Mario Pavin
- Birth name: Mario Pavin
- Date of birth: 18 July 1958 (age 66)
- Place of birth: Treviso, Italy
- Height: 185 m (606 ft 11 in)
- Weight: 87 kg (192 lb)

Rugby union career
- Position(s): Flanker

Senior career
- Years: Team / Apps / (Points)
- –: Benetton Treviso /  / ()

International career
- Years: Team / Apps / (Points)
- 1980–1987: Italy / 8 / (0)

Coaching career
- Years: Team
- 1995–1999: Bologna
- 1999–2002: Mogliano
- 2002–2003: Italy U17
- 2003–2005: Italy U18
- 2005–2006: Italy U19
- 2006–2008: Italy U17
- 2008–2012: Casale
- 2012–: Paese

= Mario Pavin =

Mario Pavin (born Treviso, 18 July 1958) is a former Italian rugby union player and is currently a coach. He played as a flanker.

==Biography==
A flanker, Pavin spent his career in Benetton Treviso; called up in the Italy national team for the first time in 1980. During a match of the 1980-1981 FIRA Trophy at Rovigo against the Soviet Union, he had to wait 6 years before being called up again (against France A1, 1986). He took part, under the direction of the coach Marco Bollesan, in the 1987 Rugby World Cup in Australia and New Zealand, where he played his last international match, at Christchurch, against Argentina.

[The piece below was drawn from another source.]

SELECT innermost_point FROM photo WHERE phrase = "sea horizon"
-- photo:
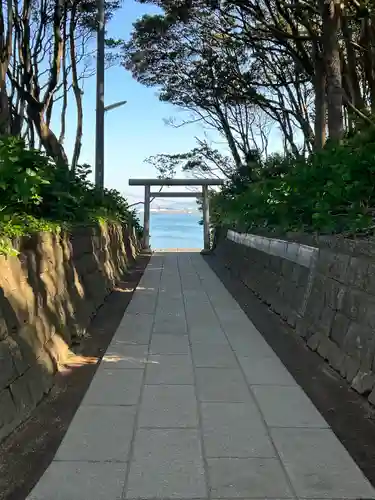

After his retirement as player, he became a coach for Bologna and for Mogliano (currently San Marco) before entering into the federal rules, being in charge of coaching the U17 and U19 Italian national youth teams. In the 2008–09 season Pavin was appointed coach for Casale and a member of the provincial coaching staff of FIR's Interregional Committee of Triveneto. He has been the head coach for Rugby Paese since 2012.